Check out the post, which was also released on Twitter, below. The first nearly 30 seconds are spoken in Russian, followed by an English translation of the hilarious and timely prank. The title of the Foreign Ministry’s post is published in Russian, with the English translation being, “Answering machine for Russian diplomatic missions.”

For his part, Russian President Vladimir Putin has wholeheartedly and vehemently denied that Russia ever meddled or otherwise influenced the 2016 American presidential election cycle. Despite his denials, the American people and many elected officials have pushed for a full investigation into alleged Russian collusion and interference, and even the Russian government’s alleged ties to WikiLeaks and its founder, Julian Assange.

The reaction to the Russian Foreign Ministry’s relevant and somewhat scathing April Fool’s Day prank on social media has been largely positive, with many taking to Twitter to share their feelings about nearly unheard of level of trolling the daring prank unleashed on the American government.

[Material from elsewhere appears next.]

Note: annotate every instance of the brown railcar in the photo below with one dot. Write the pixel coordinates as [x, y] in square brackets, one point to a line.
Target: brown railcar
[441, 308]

Not everyone, however, thought the ministry prank was appropriate or funny. At least one CNN reporter found the joke to be in bad taste, and an attempt to “laugh off” serious allegations of election interference.

As USA Today reports, Vladimir Putin doubled down on his denial of election meddling once more just this week. The Russian President spoke out about allegations of interference just days before his Foreign Ministry decided to politicize April Fool’s Day.

“Read my lips – NO!”

The Russian Foreign Ministry isn’t the only organization that people are eyeballing this April Fool’s Day. Some people think that this year’s level of pranking may have reached an unheard of level and may even involve April the giraffe and her weeks-long labor. As Inside Edition reports, some armchair conspiracy theorists believe that the folks at the Animal Adventure Park may have pulled an elaborate April Fool’s prank on the entire country and that April may not even be pregnant at all.

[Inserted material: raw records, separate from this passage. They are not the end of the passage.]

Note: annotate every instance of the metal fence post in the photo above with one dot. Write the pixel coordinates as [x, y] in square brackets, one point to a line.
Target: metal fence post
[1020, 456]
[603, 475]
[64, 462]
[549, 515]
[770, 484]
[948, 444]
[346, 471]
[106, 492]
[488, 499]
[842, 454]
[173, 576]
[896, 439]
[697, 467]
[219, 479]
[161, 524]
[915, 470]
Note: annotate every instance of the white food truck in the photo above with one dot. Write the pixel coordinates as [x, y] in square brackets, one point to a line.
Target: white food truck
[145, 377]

Many have taken to Twitter to call out the private zoo, which announced within the last couple of days that April would likely give birth on April Fool’s Day, and accuse its owners of faking out America.

Despite the speculation, the Animal Adventure Park has assured the world that April really is pregnant and not part of the biggest and most effective April Fool’s prank in American history.

As for the Russian Foreign Ministry, they aren’t denying that they used April Fool’s Day to troll both the American people and the country’s politicians. Reportedly, and unidentified Russian duty officer has confirmed that the epic social media post is not just an April Fool’s Day prank, but an “official joke.”